In the prognosticating manner of Vannevar Bush’s “As We May Think“, ReadWriteWeb has a piece on the future of the desktop, essentially predicting that desktops will be replaced by browsers, will all significant functions pushed out to the cloud:

Is the desktop even going to exist anymore as the Web becomes increasingly important? Yes, there has to be some kind of place that we consider to be our personal “home” and “workspace” — but it’s not going to live on any one device.

As we move into a world that is increasingly mobile, where users often work across several different devices in the course of their day, we need unified access to our applications and data. This requires that our applications and data do not reside on local devices anymore, but rather that they will live in the cloud and be accessible via Web services.

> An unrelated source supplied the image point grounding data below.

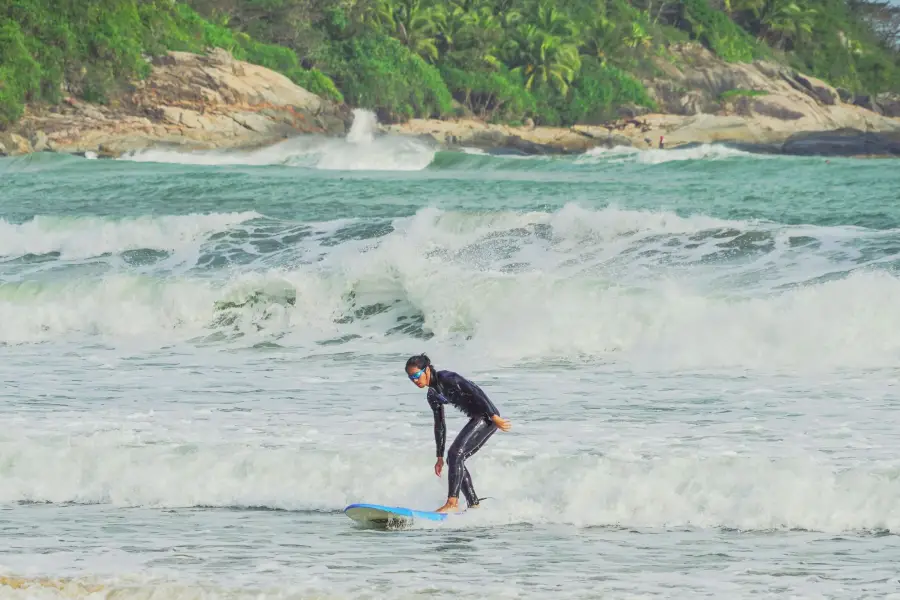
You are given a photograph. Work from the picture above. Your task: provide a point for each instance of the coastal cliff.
(189, 101)
(213, 101)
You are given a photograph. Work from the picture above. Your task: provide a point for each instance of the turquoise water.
(202, 363)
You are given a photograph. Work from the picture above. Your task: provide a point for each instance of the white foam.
(642, 288)
(360, 150)
(681, 488)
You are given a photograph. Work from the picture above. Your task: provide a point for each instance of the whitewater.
(202, 364)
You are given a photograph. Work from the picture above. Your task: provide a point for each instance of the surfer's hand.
(501, 422)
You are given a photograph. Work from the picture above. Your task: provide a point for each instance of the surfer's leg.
(472, 437)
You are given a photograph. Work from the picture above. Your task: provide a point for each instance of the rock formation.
(190, 101)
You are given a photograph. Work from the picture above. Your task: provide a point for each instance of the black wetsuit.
(447, 387)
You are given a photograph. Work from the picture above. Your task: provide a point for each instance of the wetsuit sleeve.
(440, 430)
(480, 398)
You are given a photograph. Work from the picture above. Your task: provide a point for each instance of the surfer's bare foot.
(451, 505)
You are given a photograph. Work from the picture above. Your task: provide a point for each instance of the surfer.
(447, 387)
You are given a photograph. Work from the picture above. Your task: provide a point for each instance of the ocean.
(202, 362)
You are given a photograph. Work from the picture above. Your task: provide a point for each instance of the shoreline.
(241, 106)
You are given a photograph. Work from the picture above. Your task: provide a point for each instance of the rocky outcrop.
(213, 101)
(702, 99)
(190, 101)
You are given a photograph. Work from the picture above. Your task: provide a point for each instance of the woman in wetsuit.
(447, 387)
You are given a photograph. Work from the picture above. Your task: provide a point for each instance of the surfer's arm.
(440, 430)
(481, 399)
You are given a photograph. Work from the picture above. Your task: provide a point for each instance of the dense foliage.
(555, 61)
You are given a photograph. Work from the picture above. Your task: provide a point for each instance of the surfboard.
(377, 515)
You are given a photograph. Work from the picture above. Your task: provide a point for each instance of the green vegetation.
(89, 48)
(553, 61)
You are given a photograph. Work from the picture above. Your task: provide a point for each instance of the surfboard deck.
(391, 517)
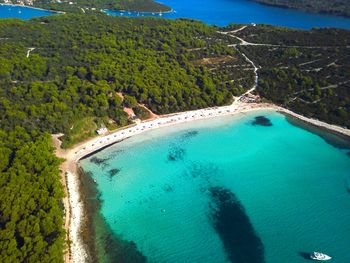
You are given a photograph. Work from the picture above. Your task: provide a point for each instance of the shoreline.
(33, 7)
(74, 207)
(138, 12)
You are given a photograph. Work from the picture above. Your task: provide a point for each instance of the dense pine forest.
(305, 71)
(334, 7)
(58, 71)
(130, 5)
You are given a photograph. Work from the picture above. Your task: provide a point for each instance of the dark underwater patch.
(234, 228)
(262, 121)
(333, 138)
(98, 161)
(189, 135)
(176, 153)
(204, 171)
(113, 172)
(168, 188)
(109, 247)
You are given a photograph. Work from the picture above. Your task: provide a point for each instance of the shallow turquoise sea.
(227, 190)
(224, 12)
(9, 11)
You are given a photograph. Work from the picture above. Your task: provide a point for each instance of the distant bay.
(22, 12)
(224, 12)
(251, 188)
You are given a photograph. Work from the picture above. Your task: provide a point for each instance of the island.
(93, 6)
(103, 71)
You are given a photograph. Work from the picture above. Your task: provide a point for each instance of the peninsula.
(102, 68)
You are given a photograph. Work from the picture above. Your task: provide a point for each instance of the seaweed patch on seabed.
(262, 121)
(98, 161)
(176, 153)
(103, 244)
(233, 226)
(113, 172)
(204, 171)
(188, 135)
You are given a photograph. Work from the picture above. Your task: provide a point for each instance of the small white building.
(102, 130)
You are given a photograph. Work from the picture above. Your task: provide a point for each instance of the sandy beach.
(73, 203)
(33, 7)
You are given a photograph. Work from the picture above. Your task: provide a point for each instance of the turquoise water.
(225, 190)
(224, 12)
(20, 12)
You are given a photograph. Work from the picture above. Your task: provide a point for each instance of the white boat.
(320, 256)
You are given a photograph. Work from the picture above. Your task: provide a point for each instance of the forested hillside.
(130, 5)
(305, 71)
(58, 70)
(334, 7)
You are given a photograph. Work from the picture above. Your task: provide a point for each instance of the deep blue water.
(20, 12)
(234, 189)
(224, 12)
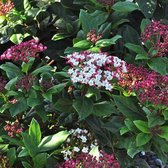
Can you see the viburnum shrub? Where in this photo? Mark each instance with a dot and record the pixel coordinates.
(6, 7)
(83, 83)
(95, 69)
(87, 160)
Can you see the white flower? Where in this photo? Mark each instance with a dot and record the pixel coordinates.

How soon these changes arrive also have a lot to do with location: in countries like South Korea and Japan, with higher broadband penetration, more pervasive wireless infrastructures, and more computer users who don’t own their computers (using internet cafes and kiosks instead), the cloud is both pragmatically and culturally more feasible.

I have no doubt that cloud computing is going to play a much larger role, especially as the heavy-hitting mobile platforms take hold (iPhone and Android). But especially in America, where concepts of property and proprietorship are so ingrained, some stuff is always going to be local. Take music subscription services–you might blame their failure on the lack of mobile broadband saturation, but more likely, people just want to own their music and do with it what they want. I suspect that security and privacy have much less to do with it than most people think (how much personal info do most people have on their Gmail accounts?).

The key factor in Americans’ willingness to delegate to the cloud may be money–if people buy something, they want to “own” it, even if it’s just as a file on their hard drive. (Which is why Napster’s “Have everything, own nothing” music subscription ad campaign was a catchy, but ultimately failed campaign.) If it’s ALSO available on the cloud, then all the better–but “we Americans” want to have our things, and own them too.